The garden of the Musée Rodin, coddled in muslin, inclusive of a black and white checkerboard floor hosted Christian Dior’s Spring 2018 Couture show. Massive body sculptures were hung from the mirrored ceiling. Pre-show, the setting alone was enough to allude to Maria Grazia Chiuri’s nod to Surrealism for Spring 2018.
Maria Grazia Chiuri’s feminist direction led her inspiration research to Leonor Fini- an avant-garde artist once chosen by Christian Dior to exhibit in a gallery. Fini purposed extravagant clothing and headdresses to produce her identity. Her image was representative of regality and power. In correlating these two notions, Maria Grazia Chiuri spoke to this theory, “Surrealism speaks about dreams and the unconscious, and often about women’s bodies. It is very close to fashion.”
Chiuri fabricated the collection primarily in black and white, alluding to the colors of the subconscious. Whilst the palette of the collection remained understated, the couture remained couture. Bold graphics, optical illusions, directional prints spoke to elements of the art genre.

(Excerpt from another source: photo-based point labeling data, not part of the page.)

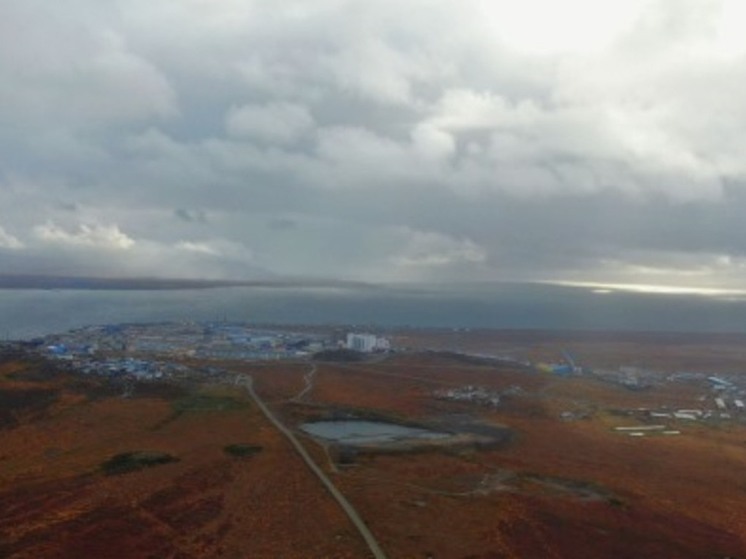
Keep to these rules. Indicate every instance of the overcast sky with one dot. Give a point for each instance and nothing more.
(582, 140)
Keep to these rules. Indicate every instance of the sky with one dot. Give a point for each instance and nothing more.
(583, 141)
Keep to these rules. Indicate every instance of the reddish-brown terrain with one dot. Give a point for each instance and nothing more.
(556, 488)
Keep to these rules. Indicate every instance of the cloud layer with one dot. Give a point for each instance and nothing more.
(386, 141)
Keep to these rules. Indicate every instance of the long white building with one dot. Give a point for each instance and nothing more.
(366, 342)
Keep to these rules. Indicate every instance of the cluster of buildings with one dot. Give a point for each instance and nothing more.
(367, 343)
(473, 394)
(157, 350)
(185, 339)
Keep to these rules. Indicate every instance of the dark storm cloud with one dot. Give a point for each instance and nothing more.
(388, 140)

Long, tailored coat dresses displayed restraint with a semblance of elegance. Cloudy ecru chiffon, smocking elements, feathered butterflies decorated the unlimited offering of dresses. Masks accented both trouser suits and gowns.
In relating back to Surrealism through feminism, and a moment in the past, Maria Grazia Chiuri’s collection never felt more present. Perhaps it is history repeating itself, or perhaps we have been there all along?